N. Korean delegation’s trip to Iran shows how Pyongyang is leveraging ties with Moscow

Posted on : 2024-04-25 17:14 KST Modified on : 2024-04-25 17:14 KST
Pyongyang’s decision to announce the delegation’s visit ahead of time and show off its strengthening relationship with Tehran is being interpreted as sending a message to both Seoul and Washington
People walk through Tehran, Iran, on April 2, 2024, where a mural of Iranian missiles hangs off a building. (AFP/Yonhap)
People walk through Tehran, Iran, on April 2, 2024, where a mural of Iranian missiles hangs off a building. (AFP/Yonhap)

North Korea announced that a delegation headed by its minister of external economic relations had recently left on a visit to Iran.

Both North Korea and Iran have close ties to Russia. Pyongyang now appears to be using its closeness with Moscow as leverage to expand its network of diplomatic pressure against Seoul.

On Wednesday, the Rodong Sinmun newspaper reported that a delegation headed by Minister of External Economic Relations Yun Jong-ho had left on Tuesday for a visit to Iran.

Yun’s visit to Iran comes around three weeks after his return from visiting Russia between March 26 and April 2.

North Korea and Iran have long been suspected of collaborating in the areas of ballistic missile and nuclear technology. In particular, they have been actively selling and providing weapons to Russia since the latter’s invasion of Ukraine. North Korea has reportedly focused mainly on providing Russia with shells, while Iran has supplied ballistic missiles and Shahed-136 kamikaze drones.

In this context, analysts are speculating that the North Korean delegation’s visit will usher in more intensive military collaboration between the two sides, centering on their support for Russia. This would mean a greater likelihood of the North obtaining military technology from Iran in addition to Russia.

Many are voicing serious concerns that North Korea could end up with the technology for the Iranian Shahed-136 kamikaze drones that Russia is currently using in its war with Ukraine or for Iran’s solid-fuel hypersonic missiles.

Pyongyang’s decision to announce the delegation’s visit ahead of time and show off its strengthening relationship with Tehran is being interpreted as sending a message to both Seoul and Washington: a warning that if trilateral coordination by South Korea, the US and Japan intensifies, North Korea intends to pressure the South and rattle the US through stronger unity with China, Russia and Iran.

The North has also continued to view the prospect of a summit with Japan as a way of driving a wedge in the trilateral coordination with South Korea and the US.

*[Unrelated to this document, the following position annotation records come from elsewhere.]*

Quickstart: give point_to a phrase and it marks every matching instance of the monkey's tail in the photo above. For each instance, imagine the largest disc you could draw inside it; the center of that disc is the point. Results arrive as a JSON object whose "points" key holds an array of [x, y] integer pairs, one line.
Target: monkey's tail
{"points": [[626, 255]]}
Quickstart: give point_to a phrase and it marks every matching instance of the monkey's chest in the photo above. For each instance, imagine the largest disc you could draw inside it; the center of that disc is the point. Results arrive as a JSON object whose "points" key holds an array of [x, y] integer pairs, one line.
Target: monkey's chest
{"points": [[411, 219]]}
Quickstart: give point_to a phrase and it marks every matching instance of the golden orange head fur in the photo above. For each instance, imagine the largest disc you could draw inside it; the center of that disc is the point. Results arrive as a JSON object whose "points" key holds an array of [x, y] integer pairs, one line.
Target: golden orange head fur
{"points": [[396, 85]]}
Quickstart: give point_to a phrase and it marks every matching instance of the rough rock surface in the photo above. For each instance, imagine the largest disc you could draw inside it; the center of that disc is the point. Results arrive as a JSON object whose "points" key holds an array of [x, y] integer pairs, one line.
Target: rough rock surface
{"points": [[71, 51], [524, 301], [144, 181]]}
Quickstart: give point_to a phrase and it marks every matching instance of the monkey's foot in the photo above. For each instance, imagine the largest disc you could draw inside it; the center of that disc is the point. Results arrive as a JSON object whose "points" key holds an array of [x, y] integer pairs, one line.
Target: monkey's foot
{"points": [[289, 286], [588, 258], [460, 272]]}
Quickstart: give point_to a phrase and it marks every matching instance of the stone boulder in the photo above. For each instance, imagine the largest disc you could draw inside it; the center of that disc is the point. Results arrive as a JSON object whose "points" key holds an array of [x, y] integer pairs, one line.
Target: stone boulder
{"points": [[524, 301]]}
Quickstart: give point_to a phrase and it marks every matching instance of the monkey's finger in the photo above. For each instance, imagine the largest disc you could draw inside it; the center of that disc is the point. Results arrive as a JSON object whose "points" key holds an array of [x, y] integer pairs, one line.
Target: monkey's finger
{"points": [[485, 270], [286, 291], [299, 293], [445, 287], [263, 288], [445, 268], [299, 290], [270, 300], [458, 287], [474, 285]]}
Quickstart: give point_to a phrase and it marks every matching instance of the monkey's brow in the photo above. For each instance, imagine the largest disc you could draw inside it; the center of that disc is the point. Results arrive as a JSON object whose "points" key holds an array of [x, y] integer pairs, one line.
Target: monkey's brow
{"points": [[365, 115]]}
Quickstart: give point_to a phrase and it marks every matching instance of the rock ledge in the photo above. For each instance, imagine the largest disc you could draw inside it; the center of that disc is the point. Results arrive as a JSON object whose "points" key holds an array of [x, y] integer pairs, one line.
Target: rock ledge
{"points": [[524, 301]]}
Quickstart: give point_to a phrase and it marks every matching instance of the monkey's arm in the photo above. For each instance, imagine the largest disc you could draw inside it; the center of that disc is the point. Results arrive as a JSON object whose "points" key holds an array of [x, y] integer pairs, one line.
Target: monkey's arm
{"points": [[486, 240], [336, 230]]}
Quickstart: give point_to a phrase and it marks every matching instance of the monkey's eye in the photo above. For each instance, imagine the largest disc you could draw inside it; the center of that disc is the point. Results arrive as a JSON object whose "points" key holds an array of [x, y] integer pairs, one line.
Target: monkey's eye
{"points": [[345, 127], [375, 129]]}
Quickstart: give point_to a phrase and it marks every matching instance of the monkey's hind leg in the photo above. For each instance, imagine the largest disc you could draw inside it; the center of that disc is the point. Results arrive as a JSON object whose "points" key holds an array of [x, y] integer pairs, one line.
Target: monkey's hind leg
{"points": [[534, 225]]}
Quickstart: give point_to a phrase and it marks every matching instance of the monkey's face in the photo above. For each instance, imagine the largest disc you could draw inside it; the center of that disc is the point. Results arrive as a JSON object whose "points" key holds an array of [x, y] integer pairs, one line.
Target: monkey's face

Stronger military cooperation between North Korea and Iran would inevitably spell bad news for Seoul’s relationship with Tehran as well.

From Iran’s standpoint, there are now more factors pushing it to respond positively to the North’s calls for cooperation. Faced with the growing threat of war amid its recent exchanges of strikes with Israel, it could view a stronger relationship with Pyongyang as a means of pressuring Washington.

Yu Dal-seung, a professor of Persian and Iranian studies at the Hankuk University of Foreign Studies, noted, “When the US proposed a military coalition in the Strait of Hormuz in 2019, Iran responded by holding joint military exercises with China and Russia.”

“There’s a possibility that amid the high tensions with Israel and the US, Iran could try to sway the US ahead of its presidential election by beefing up cooperation with North Korea,” he suggested.

In another unusual development, the Nicaraguan government announced in its government bulletin on Tuesday that it had dismissed Zhenia Ruth Arce Cepeda as its ambassador to South Korea as of April 17.

South Korea’s Ministry of Foreign Affairs revealed that the government of Nicaragua had informed Korea that it had decided to shutter its embassy in South Korea due to worsening financial conditions back home. Once the embassy closes, Seoul’s relations with the Central American country will be maintained through a non-resident ambassador in a third country taking on double duties. 

The development is seen as linked to Nicaragua’s establishment of an embassy in North Korea last July. The government of Nicaragua, known for its anti-US stance, has strenuously protested American-led sanctions placed on it and has recently been cozying up to Russia and China. 

China has also made a show of bolstering relations with North Korea, with Zhao Leji, the No. 3 in the Chinese Communist Party’s hierarchy, recently paying a visit to Pyongyang. During the period of whirlwind inter-Korean and North Korea-US summits between March 2018 and February 2019, Kim Jong-un paid four visits to China, and Xi Jinping visited North Korea in June 2019. But high-level exchanges between the two countries died down after the fact. 

Yet Beijing appeared to be spurred into action when it saw that its sway could be undermined when North Korea began pursuing closer relations with Russia. Cognizant of the US, Beijing is wary of being roped together in a framework of North Korea-China-Russia cooperation, it’s ramping up efforts to bolster its bilateral ties with Pyongyang. There’s a greater possibility of Kim making a trip to China later this year to mark the 75th anniversary of the founding of ties between the two sides.